CopBlaster.com would like to publicly thank United States District Judge Michael Simon for taking swift action to protect freedom of the press in Portland, Oregon. This afternoon Judge Simon issued an order that exempts journalist with mainstream media outlets wearing press passes and legal observers from Portland Police dispersal orders. This order comes less than 24 hours after three journalists (Leslie McLam, Cory Elia, Justin Yau) were assaulted by Portland Police and arrested just for filming a protest. You can read the full Temporary Restraining Order by clicking on the PDF icon button above this article.

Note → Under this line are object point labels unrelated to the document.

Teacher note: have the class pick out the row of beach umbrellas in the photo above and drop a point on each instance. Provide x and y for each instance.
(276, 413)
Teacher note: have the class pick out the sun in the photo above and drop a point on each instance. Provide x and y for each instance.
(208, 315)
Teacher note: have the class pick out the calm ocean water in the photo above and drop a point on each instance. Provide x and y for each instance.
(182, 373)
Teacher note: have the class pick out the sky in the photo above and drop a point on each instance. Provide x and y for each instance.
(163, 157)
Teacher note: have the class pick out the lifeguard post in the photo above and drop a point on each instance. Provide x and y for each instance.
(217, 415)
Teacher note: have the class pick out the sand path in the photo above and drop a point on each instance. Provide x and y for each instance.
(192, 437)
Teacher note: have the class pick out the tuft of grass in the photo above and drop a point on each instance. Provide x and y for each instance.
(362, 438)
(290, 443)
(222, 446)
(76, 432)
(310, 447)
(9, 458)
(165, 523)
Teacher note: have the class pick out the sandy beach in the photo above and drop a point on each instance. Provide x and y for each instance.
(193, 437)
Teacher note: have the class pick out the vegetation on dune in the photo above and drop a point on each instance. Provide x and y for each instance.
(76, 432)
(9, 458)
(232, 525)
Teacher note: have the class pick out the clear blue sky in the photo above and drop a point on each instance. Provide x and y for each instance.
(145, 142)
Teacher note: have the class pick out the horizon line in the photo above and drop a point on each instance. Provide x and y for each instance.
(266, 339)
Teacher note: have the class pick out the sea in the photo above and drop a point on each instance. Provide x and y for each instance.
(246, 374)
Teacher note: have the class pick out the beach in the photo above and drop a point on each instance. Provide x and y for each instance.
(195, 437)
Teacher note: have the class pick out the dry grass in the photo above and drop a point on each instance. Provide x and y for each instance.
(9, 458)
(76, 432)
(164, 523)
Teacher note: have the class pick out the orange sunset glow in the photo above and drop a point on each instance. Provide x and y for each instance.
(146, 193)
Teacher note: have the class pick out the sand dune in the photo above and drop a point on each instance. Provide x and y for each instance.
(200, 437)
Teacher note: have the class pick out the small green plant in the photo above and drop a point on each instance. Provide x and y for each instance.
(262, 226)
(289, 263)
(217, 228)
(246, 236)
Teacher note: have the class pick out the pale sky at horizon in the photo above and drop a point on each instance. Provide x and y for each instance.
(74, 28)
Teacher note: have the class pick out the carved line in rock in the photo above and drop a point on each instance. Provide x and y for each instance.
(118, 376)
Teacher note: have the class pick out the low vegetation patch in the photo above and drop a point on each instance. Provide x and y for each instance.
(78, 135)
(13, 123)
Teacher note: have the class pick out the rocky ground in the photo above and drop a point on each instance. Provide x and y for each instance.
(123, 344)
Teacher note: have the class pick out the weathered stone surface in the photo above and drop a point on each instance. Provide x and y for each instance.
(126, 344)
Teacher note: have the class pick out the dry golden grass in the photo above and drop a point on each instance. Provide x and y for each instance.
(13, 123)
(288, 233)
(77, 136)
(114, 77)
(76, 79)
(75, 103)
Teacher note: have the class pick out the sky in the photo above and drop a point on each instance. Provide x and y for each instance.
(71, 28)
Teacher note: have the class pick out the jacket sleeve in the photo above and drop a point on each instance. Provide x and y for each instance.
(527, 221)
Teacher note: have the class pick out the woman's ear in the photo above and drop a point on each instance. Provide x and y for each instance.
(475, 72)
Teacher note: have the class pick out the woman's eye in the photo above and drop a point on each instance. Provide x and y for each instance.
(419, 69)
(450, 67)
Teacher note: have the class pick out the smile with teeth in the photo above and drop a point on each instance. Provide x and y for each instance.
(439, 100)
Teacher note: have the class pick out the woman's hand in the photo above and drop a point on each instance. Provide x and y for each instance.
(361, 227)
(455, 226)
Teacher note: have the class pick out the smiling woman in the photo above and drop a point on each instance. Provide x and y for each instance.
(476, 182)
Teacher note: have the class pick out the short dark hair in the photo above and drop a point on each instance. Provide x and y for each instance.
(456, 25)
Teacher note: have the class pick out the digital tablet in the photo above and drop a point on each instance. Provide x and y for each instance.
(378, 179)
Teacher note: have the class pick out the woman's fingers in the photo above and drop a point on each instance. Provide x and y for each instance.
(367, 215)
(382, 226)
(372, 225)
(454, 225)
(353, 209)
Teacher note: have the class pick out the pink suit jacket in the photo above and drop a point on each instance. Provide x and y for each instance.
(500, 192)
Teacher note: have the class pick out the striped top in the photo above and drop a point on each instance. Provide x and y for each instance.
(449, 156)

Journalists Tuck Woodstock, John Rudoff, Mathieu Lewis-Rolland and Sam Gehrke filed the lawsuit along with legal observers Doug Brown and Kat Mahoney on behalf of themselves and those similarly situated. Defendants are named as the City of Portland and 60 John Doe officers. In the lawsuit (https://aclu-or.org/sites/default/files/field_documents/woodstock_portland_aclu_or_06282020.pdf) Plaintiffs allege that "The police's efforts to intimidate the press and suppress reporting on the police's own misconduct offends fundamental constitutional protections and strikes at the core of our democracy." Judge Simon agreed and issue the following order:
TEMPORARY RESTRAINING ORDER
1. Defendants and their agents and employees, including but not limited to the Portland Police Bureau and all persons acting under the direction of the Portland Police Bureau ( collectively, "the Police"), are enjoined from arresting, threatening to arrest, or using physical force directed against any person whom they know or reasonably should know is a Journalist or Legal Observer (as explained below), unless the Police have probable cause to believe that such individual has committed a crime. For purposes of this Order, such persons shall not be required to disperse following the issuance of an order to disperse, and such persons shall not be subject to arrest for not dispersing following the issuance of an order to disperse. Such persons shall, however, remain bound by all other laws.
2. Defendants and their agents and employees, including but not limited to the Portland Police Bureau and all persons acting under the direction of the Portland Police Bureau (collectively, "the Police"), are further enjoined from seizing any photographic equipment, audio- or video-recording equipment, or press passes from any person whom they know or reasonably should know is a Journalist or Legal Observer (as explained below), or ordering such
person to stop photographing, recording, or observing a protest, unless Defendants are also lawfully seizing that person consistent with this Order. Police must return any seized equipment or press passes immediately upon release of a person from custody.
3. To facilitate the Police's identification of Journalists protected under this Order, the following shall be considered indicia of being a Journalist: visual identification as a member of the press, such as by carrying a professional or authorized press pass or wearing a professional or authorized press badge or distinctive clothing that identifies the wearer as a member of the press. These indicia are not exclusive, and a person need not exhibit every indicium to be considered a Journalist under this Order. The Police shall not be liable for unintentional violations of this Order in the case of an individual who does not carry a press pass or wear a press badge or distinctive clothing that identifies the wearer as a member of the press.
4. To facilitate the Police's identification of Legal Observers protected under this Order, the following shall be considered indicia of being a Legal Observer: wearing a green National Lawyers' Guild issued or authorized Legal Observer hat (typically a green NLG hat) or wearing a blue ACLU issued or authorized Legal Observer vest.
5. The Police may issue otherwise lawful crowd-dispersal orders for a variety of lawful reasons. The Police shall not be liable for violating this Order if a Journalist or Legal Observer is incidentally exposed to crowd-control devices after remaining in the area where such devices were deployed after the issuance by the Police of an otherwise lawful dispersal order.
6. In the interest of justice, Plaintiffs need not provide any security, and all requirements under Rule 65(c) of the Federal Rules of Civil Procedure are waived.
7. This Order shall expire fourteen (14) days after entry, unless otherwise extended by stipulation of the parties or by further order of the Court.
8. The parties shall confer and propose to the Court a schedule for briefing and hearing on whether the Court should issue a preliminary injunction.